Un hombre alto, de nariz aguileña, apartó a Basel de un empujón y le cerró la puerta en las narices. El tabardo blanco y dorado, con el cayado carmesí en el hombro, lo señalaba como un Inquisidor. No conocía personalmente a Einor Saren, pero sí se lo habían señalado. En su rostro se plasmaba una expresión de certeza inquebrantable.
—Se requiere vuestra presencia ante el capitán general —anunció fríamente—. Vendréis ahora.
Las ideas se sucedieron en la mente de Morgase a una velocidad vertiginosa. Estaba acostumbrada a ser llamada a presencia de Niall —éste no iba a verla ahora que la tenía en la Fortaleza— para oír otro sermón sobre sus obligaciones para con Andor o para una supuesta charla amistosa destinada a demostrarle que Niall sólo se preocupaba por sus intereses y los de Andor. A eso sí estaba acostumbrada, pero no a este tipo de mensajero. Si la iban a entregar a los interrogadores no utilizarían esta clase de subterfugios. Asunawa habría enviado suficientes hombres para llevarla a la fuerza y a todos los demás con ella. A él sí lo había conocido brevemente, e hizo que se le helara la sangre. ¿Por qué habían enviado a un interrogador? Hizo la pregunta en voz alta y Saren contestó con el mismo timbre frío:
—Estaba con el capitán general y venía hacia aquí. He acabado con mis asuntos y ahora os llevaré de vuelta allí. Después de todo, sois una reina, digna de respeto. —Habló con un atisbo de ligero aburrimiento mezclado con cierta impaciencia, hasta la última frase, cuando a su tono asomó una nota de irónica burla. Aunque ni asomo de calidez.

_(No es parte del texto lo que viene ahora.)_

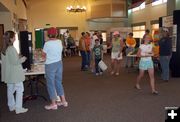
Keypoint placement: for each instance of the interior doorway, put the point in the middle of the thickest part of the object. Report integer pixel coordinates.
(1, 35)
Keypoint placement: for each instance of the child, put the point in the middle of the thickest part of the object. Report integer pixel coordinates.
(98, 54)
(13, 74)
(146, 63)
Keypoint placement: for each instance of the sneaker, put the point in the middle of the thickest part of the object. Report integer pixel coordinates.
(21, 110)
(51, 107)
(155, 93)
(65, 104)
(12, 108)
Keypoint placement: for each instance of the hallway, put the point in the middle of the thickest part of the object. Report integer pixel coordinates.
(103, 98)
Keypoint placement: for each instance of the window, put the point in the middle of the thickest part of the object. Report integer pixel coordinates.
(158, 2)
(138, 31)
(142, 6)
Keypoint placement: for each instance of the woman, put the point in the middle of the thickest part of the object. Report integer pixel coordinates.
(53, 70)
(116, 53)
(130, 43)
(165, 46)
(146, 63)
(12, 73)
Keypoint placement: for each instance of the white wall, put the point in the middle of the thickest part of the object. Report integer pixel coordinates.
(148, 14)
(18, 9)
(6, 20)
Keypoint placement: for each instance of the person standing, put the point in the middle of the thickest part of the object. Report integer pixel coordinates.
(54, 69)
(165, 52)
(83, 51)
(98, 54)
(146, 63)
(130, 43)
(12, 73)
(87, 45)
(117, 45)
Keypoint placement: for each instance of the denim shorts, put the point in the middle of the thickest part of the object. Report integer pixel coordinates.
(145, 65)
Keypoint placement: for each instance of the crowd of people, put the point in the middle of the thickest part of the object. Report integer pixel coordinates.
(91, 50)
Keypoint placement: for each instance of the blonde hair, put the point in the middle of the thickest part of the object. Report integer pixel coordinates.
(6, 40)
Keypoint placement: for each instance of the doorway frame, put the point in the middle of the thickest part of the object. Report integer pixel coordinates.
(2, 27)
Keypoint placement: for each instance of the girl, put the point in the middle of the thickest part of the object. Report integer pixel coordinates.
(13, 74)
(54, 69)
(146, 63)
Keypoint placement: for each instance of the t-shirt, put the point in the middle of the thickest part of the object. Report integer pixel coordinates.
(97, 51)
(145, 49)
(53, 50)
(116, 45)
(93, 41)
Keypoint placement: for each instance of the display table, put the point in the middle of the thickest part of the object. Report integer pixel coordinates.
(33, 77)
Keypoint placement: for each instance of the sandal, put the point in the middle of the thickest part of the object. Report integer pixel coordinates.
(51, 107)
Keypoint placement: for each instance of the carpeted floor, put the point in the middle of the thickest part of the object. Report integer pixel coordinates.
(103, 98)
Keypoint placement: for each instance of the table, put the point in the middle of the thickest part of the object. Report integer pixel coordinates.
(33, 81)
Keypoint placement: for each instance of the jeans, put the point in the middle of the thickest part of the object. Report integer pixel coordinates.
(53, 74)
(11, 89)
(84, 59)
(98, 70)
(164, 61)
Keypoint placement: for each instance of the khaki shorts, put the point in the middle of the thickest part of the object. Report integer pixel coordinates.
(114, 55)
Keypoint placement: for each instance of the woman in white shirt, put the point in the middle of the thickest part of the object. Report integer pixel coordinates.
(146, 63)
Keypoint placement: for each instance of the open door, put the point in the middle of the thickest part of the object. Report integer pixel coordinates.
(1, 35)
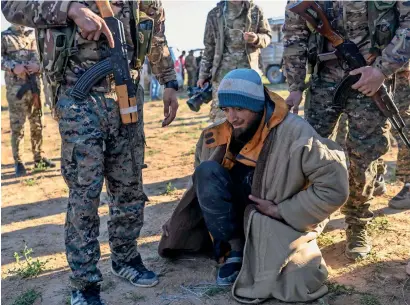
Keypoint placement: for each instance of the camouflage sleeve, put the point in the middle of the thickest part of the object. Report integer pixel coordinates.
(264, 32)
(7, 64)
(209, 51)
(295, 42)
(397, 53)
(159, 57)
(36, 14)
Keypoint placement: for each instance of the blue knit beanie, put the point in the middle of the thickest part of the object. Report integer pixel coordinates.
(242, 88)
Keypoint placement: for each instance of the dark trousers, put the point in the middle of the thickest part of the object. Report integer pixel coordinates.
(223, 196)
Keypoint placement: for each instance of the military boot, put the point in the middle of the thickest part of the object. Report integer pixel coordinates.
(358, 244)
(135, 272)
(402, 200)
(20, 169)
(45, 163)
(87, 296)
(379, 186)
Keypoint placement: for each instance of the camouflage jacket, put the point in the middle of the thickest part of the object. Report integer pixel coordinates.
(190, 63)
(17, 47)
(53, 14)
(214, 38)
(351, 21)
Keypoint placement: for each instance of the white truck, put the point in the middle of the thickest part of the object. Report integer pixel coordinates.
(271, 56)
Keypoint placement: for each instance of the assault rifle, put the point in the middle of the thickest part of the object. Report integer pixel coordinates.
(116, 64)
(348, 52)
(30, 85)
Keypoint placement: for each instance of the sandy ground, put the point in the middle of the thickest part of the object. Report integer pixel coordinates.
(33, 211)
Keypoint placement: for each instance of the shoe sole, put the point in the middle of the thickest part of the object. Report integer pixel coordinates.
(134, 284)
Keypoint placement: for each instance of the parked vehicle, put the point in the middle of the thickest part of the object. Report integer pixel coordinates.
(271, 56)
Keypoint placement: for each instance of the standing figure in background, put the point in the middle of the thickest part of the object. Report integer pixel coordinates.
(191, 68)
(387, 50)
(235, 31)
(19, 60)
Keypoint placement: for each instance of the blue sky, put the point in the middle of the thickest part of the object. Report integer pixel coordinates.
(185, 20)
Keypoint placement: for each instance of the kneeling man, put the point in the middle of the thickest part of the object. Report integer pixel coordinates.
(260, 197)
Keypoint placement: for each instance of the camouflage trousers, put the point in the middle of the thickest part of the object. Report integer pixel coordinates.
(366, 142)
(95, 145)
(401, 99)
(19, 111)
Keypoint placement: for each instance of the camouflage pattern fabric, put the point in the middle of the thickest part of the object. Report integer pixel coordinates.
(401, 96)
(18, 47)
(95, 145)
(225, 48)
(351, 21)
(367, 141)
(91, 150)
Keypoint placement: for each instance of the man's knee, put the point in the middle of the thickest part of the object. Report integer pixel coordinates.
(208, 170)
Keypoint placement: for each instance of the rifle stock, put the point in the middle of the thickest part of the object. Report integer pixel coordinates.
(348, 52)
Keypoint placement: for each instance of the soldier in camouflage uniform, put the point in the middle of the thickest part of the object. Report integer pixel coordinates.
(95, 144)
(190, 66)
(18, 60)
(368, 132)
(234, 33)
(401, 99)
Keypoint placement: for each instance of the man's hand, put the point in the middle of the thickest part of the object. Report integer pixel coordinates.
(165, 229)
(170, 106)
(33, 67)
(370, 80)
(266, 207)
(293, 101)
(90, 24)
(201, 83)
(250, 37)
(20, 70)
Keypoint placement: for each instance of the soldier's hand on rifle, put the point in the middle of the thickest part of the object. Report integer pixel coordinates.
(20, 70)
(170, 106)
(90, 24)
(370, 80)
(33, 67)
(266, 207)
(293, 101)
(201, 83)
(250, 37)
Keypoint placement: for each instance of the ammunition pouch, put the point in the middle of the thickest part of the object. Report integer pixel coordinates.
(55, 46)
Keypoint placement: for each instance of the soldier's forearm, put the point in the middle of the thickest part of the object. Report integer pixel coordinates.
(36, 14)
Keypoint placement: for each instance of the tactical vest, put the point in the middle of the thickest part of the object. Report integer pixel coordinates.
(383, 20)
(56, 45)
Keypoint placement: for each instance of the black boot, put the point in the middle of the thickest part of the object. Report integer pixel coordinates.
(20, 169)
(44, 163)
(88, 296)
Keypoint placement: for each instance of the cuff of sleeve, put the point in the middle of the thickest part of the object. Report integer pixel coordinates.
(378, 63)
(257, 44)
(203, 75)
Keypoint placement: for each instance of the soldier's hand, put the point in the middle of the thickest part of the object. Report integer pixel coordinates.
(201, 83)
(20, 70)
(91, 25)
(33, 67)
(293, 101)
(170, 106)
(250, 37)
(370, 81)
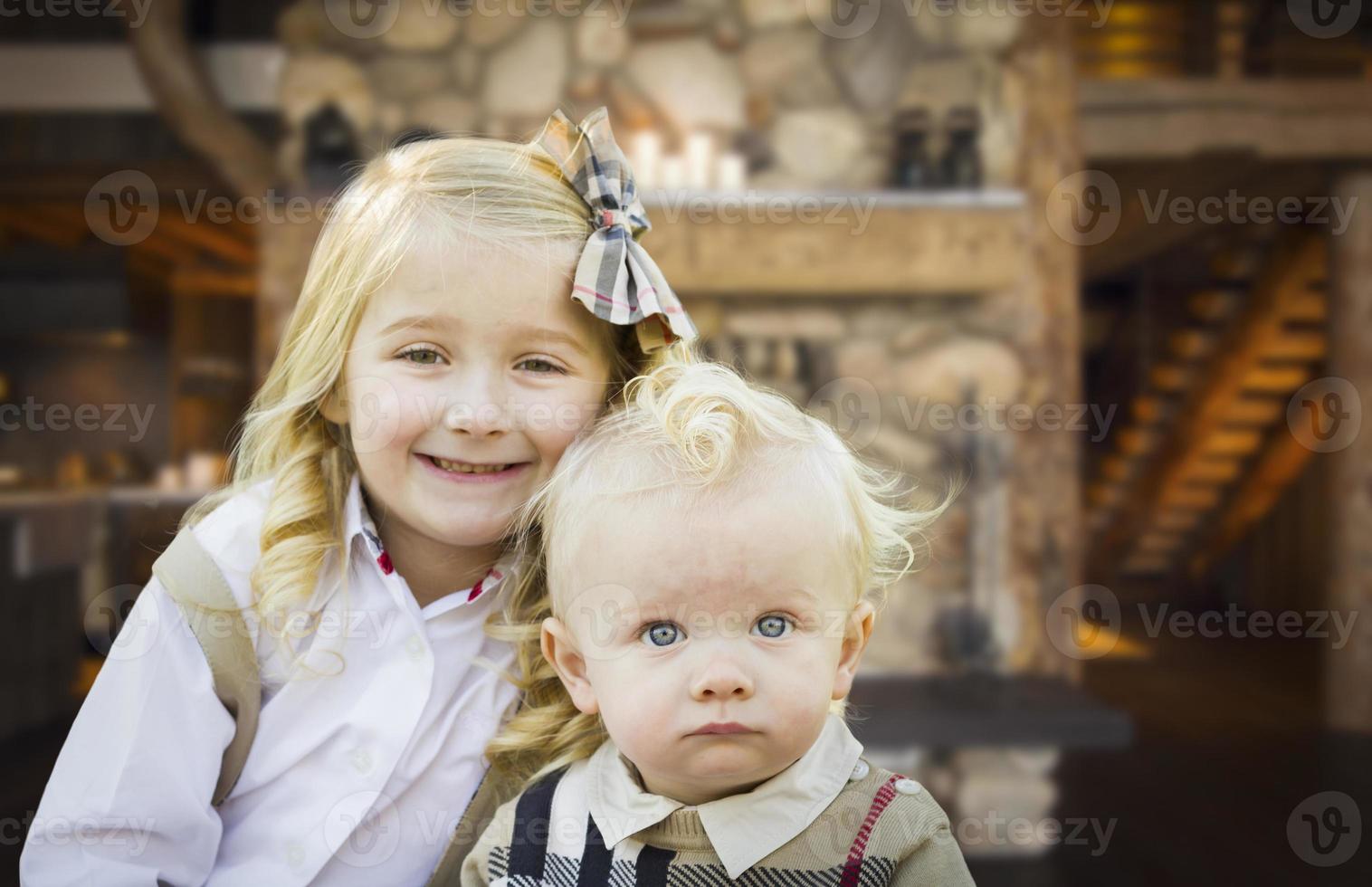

—De acuerdo —dijo Morgase.
—¿Os acompaño, mi señora? —Tallanvor hizo una reverencia protocolaria; al menos mostraba deferencia cuando había cerca algún extraño.
—No. —Prefería llevarse a Lamgwin. No, si se hacía acompañar por cualquiera de los hombres daría la impresión de que creía que necesitaba guardaespaldas. Saren la asustaba casi tanto como Asunawa, y no estaba dispuesta a darle la satisfacción de que se percatara de tal cosa. Esbozó una sonrisa despreocupada, tolerante—. Sin duda no necesito protección aquí.
Saren también sonrió o, al menos, lo hicieron sus labios. Él parecía estar riéndose de Morgase.